New Facebook Video Ad Plans Revealed

Scott Lambert

A copy of a presentation deck designed by Facebook for marketing its new video ad scheme was yesterday obtained by TechCrunch and has sparked intense debate within the marketing world. It reveals Facebook’s plans to achieve domination in the video marketing world by outpacing its main rivals: YouTube and the entire television business.

Facebook presents itself as having two main advantages: reach and targeting. It now has greater reach than most television networks, especially in key demographics such as the 18 to 24 age group. It can also offer better deals because of its ability to give advertisers direct access to select groups. The only way TV can come close to this is by offering to broadcast ads in particular time slots or alongside particular programs; however, in most cases this is a crude method of targeting and far less effective than focusing on people who have expressed a positive interest in the type of product or service being sold. YouTube also struggles with effective targeting, with its closest approach being the development of user-led channels that viewers may choose to engage with.

In addition to this, Facebook has the advantage of being able to offer space in what it describes as the most attractive online real estate: its news feed. People read this news feed largely for the purpose of enjoyment and keeping up with people and things they care about.

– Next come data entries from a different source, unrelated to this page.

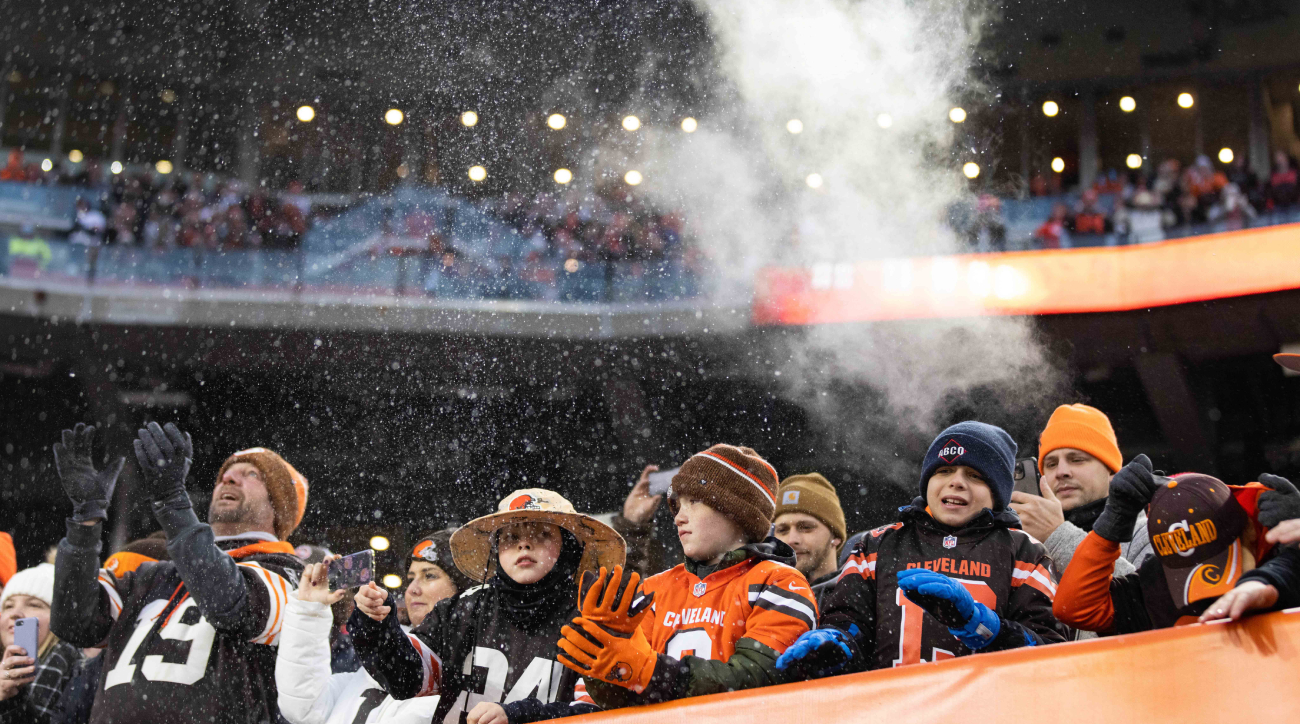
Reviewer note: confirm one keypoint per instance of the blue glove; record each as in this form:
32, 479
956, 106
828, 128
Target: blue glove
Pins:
973, 623
817, 653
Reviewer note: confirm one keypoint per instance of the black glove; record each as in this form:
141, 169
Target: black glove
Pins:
89, 490
164, 455
1281, 502
1130, 493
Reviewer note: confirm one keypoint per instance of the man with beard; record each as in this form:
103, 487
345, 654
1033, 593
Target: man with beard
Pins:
191, 638
810, 520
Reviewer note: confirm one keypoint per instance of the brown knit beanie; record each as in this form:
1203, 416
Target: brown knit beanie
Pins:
811, 494
735, 481
286, 486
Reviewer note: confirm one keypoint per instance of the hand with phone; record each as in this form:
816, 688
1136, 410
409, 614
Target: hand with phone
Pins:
1040, 515
18, 666
315, 588
641, 504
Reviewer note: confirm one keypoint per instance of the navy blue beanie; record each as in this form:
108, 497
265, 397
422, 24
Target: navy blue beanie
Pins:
986, 447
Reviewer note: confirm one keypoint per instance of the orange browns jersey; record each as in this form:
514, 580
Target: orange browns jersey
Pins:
759, 599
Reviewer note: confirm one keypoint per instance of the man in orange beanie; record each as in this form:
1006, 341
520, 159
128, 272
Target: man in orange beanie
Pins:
1078, 455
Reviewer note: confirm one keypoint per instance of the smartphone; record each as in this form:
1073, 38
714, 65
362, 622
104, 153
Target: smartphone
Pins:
1027, 476
351, 571
661, 481
25, 633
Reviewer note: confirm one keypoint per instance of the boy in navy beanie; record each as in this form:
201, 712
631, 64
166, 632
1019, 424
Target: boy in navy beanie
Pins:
954, 576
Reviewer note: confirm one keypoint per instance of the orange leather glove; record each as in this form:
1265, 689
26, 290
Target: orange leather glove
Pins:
599, 654
610, 598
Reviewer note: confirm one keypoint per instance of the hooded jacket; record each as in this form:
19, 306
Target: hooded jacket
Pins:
1001, 566
494, 642
719, 628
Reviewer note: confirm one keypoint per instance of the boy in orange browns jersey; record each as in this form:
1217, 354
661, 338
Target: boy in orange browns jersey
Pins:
954, 576
715, 623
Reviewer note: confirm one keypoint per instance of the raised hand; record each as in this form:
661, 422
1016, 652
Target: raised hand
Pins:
815, 654
164, 454
973, 623
1130, 493
612, 599
89, 490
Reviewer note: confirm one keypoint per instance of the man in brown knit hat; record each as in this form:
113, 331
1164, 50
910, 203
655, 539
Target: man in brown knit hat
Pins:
810, 520
720, 619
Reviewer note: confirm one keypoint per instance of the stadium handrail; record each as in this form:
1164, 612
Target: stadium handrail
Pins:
1188, 675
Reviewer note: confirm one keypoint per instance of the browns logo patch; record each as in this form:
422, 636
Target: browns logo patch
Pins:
524, 503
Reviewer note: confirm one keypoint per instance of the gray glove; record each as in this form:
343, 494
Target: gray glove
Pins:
164, 455
1130, 493
89, 490
1281, 502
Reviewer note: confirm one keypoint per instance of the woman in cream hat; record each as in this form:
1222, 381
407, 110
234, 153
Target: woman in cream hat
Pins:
528, 555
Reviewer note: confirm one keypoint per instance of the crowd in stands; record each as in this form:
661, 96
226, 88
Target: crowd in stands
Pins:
1136, 207
571, 615
174, 211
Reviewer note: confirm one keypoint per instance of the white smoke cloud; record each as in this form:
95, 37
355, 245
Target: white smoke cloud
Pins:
871, 83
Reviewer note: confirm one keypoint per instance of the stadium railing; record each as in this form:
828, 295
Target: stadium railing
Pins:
37, 258
1187, 675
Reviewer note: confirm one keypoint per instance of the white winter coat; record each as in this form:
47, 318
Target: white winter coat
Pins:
311, 694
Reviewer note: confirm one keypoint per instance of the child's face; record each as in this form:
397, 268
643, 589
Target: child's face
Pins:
705, 533
956, 494
527, 551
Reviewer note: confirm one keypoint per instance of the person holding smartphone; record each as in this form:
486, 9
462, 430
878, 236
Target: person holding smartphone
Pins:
33, 672
308, 693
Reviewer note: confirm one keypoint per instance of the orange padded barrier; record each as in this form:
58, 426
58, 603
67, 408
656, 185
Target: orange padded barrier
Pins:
1246, 672
1034, 282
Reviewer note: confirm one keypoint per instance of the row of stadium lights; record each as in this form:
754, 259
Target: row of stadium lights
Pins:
562, 176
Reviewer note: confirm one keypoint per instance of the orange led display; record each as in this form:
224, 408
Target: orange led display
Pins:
1034, 282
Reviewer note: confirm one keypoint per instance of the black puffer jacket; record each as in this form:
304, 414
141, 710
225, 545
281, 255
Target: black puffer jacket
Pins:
495, 644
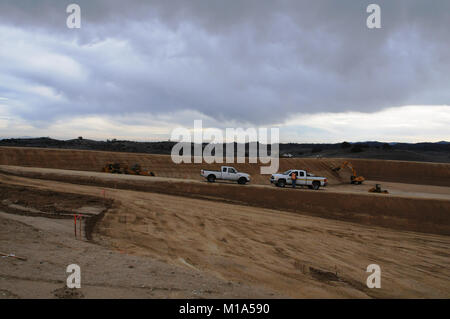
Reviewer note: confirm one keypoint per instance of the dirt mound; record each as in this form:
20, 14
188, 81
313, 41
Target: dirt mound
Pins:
405, 213
162, 165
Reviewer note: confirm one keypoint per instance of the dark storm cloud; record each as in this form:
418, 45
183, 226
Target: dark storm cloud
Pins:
252, 61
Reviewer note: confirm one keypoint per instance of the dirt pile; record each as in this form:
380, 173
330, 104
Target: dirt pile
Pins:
162, 165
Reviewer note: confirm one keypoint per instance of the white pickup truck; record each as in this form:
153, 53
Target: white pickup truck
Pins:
226, 173
303, 179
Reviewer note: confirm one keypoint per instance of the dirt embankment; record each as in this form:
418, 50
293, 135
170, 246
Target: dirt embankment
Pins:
380, 170
404, 213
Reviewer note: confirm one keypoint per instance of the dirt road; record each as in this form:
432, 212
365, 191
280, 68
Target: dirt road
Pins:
270, 250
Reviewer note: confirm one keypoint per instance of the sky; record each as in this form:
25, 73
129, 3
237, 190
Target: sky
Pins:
139, 69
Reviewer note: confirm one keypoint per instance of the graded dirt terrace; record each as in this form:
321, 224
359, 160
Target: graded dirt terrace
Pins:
188, 238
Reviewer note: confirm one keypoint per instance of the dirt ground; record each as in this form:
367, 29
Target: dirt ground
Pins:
239, 250
167, 237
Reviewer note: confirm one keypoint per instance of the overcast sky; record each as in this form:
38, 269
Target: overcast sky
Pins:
137, 69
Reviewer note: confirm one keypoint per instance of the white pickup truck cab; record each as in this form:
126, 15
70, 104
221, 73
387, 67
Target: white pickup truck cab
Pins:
303, 179
226, 173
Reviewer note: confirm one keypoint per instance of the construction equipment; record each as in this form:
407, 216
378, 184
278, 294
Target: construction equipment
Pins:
118, 168
354, 178
377, 189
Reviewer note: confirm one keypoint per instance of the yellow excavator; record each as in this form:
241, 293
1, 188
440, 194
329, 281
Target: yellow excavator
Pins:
118, 168
354, 179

Those who click on a video ad in this space will already have made a positive choice to engage with it; conversely, television viewers consume adverts passively or not at all, often choosing to turn the sound off or leave the room to fetch a snack in the time that it takes for the program they would rather be watching to restart.

Finally, Facebook has the advantage of being the single most popular application used on mobile devices, and by a long way. As the mobile market continues to grow dramatically, Facebook is well positioned for getting ads out there to a huge and active audience.

What will ultimately make or break this scheme is the cost of placing video ads on Facebook; as yet, there is no mention of what this cost might be. Many "leaks" are not what they seem and it is possible that Facebook let this one slip in order to get a measure of market reactions before having to make any declarations about money. It is a story that businesses with an interest in what online video could do for them will want to watch closely.